Sommigen betreuren dat Tiense jongeren geen dialect meer kennen. Oudere Tienenaars zeggen “da rappelair ich mich”. Jongeren “herinneren” zich iets. Invloed van het Algemeen Nederlands.
Nogal wat woorden, ontleend aan het Waals, verdwenen geruisloos uit het Tiens. Fafoel komt uit het Waals fafouye en betekent: zich preuts of schijnheilig voordoen. In het Frans zei men fafelu (schelms, snaaks). Fafouye vinden we in “Le dictionnaire wallon-français 1793”.
Foester komt van het Frans forestier: boswachter, huisvester. In het Tiens was foester een venter die kippen of konijnen verkocht, en bij uitbreiding ook duiven zoals in duivenfoester.
Gefalleweerd, zoals in “ne gefallewaiden tip”, komt uit het Frans fallacieux, bedrieglijk, vals, heimelijk.

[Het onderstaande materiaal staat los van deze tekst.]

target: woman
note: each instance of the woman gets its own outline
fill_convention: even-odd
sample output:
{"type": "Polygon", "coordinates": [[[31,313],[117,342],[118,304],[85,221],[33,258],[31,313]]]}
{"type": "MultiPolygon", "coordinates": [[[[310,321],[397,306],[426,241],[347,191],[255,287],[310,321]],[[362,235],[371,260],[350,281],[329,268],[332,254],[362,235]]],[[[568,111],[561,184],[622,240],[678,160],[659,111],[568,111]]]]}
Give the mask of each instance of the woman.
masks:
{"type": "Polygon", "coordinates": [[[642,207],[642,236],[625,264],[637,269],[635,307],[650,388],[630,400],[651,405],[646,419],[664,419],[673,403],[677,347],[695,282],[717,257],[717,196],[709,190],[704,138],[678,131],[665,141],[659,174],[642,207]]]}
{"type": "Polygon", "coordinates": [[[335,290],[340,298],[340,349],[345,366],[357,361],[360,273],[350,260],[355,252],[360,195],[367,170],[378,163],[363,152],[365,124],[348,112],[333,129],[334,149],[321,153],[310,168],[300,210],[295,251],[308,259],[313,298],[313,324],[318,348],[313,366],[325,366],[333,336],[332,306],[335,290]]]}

Hangberlang. Berlang komt uit het Frans berlauder, dit is lanterfanten, slenteren, een Waals argot-woord. In het Tiens is er versterkend hang bijgevoegd, met de bijgedachte aan hangende, lange slordige kleding.
Loewte is wellicht een verbastering van het Frans lourderie, lompe streek, domheid. In het Tiens werd het gebruikt voor kuur, gemoedstoestand, zoals in de uitdrukking “onze pa had weer zijn loewte”.
Duidelijk is mallenger, gezegd van een zwak, mager persoon (dikwijls een kind). Het komt uit het Frans malingre, zwak.
Bekend in Hoegaarden, Kumtich en Wommersom is pismeroei “mier”. Volgens Grootaers is pis toegevoegd aan het Waals Marôye “Marie” (Handelingen van de KCTD, 1940, 386). Wijlen G. Winnen schreef over dit woord in het tijdschrift Taal en Tongval (1964).
Om in de stijl te blijven. Een vrouw uit Diegem citeerde mij een snelzeiker, dit is een damesonderbroek met open kruis. Op het internet staan er afbeeldingen van.
Dr. P. Kempeneers.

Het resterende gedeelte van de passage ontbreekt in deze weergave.